Most villages were hidden from the river, their presence revealed only by a boat or two on the banks, fenced up vegetable plots, &/or villagers bathing & kids playing in the river. For some a break in the vegetation was the only indication of a path leading from the river up to the village proper. The cat didn't take photos of most of the villages as each time the boat stopped, passengers would rush off the boat & onto the banks to relieve themselves, leaving behind dark patches on the sand. There were hardly any bushes to hide behind, & most simply turned to face away from the boat, mooning those who stayed on board.

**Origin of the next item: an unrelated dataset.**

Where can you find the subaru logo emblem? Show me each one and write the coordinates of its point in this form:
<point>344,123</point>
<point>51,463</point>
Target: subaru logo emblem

Somewhere after this the engine died twice more. Mr Boatboy managed to revive it once with a lot of hammering, but after the second time, nam maan moht laew (lit. fuel finish already), & we drifted along with an empty fuel tank & empty jerrycan that no amount of hammering can ever fill. Mr Boatboy did his best with a bamboo pole to prevent us from being drawn into the turbulent sections & crashing into rocks, but still the boat ended up spinning from side to side, at one point almost a full 180 degrees. Can't imagine the situation if we were headed upriver instead of downriver...For once the normally placid Lao started to appear agitated...Drift, drift, drift your boat/Haphazardly down the stream/Merrily, merrily, merrily, merrily/How long more of this before I scream =P
There was a hell lot of shouting when the locals caught sight of a passing boat, & Mr Boatboy readied himself for more fuel aftertaste. Stacks of kip & some litres of fuel were exchanged. A lot of spitting & many rinses of Mr Boatboy's mouth later, the engine came to life & we were chugging on our way to Muang Khua again.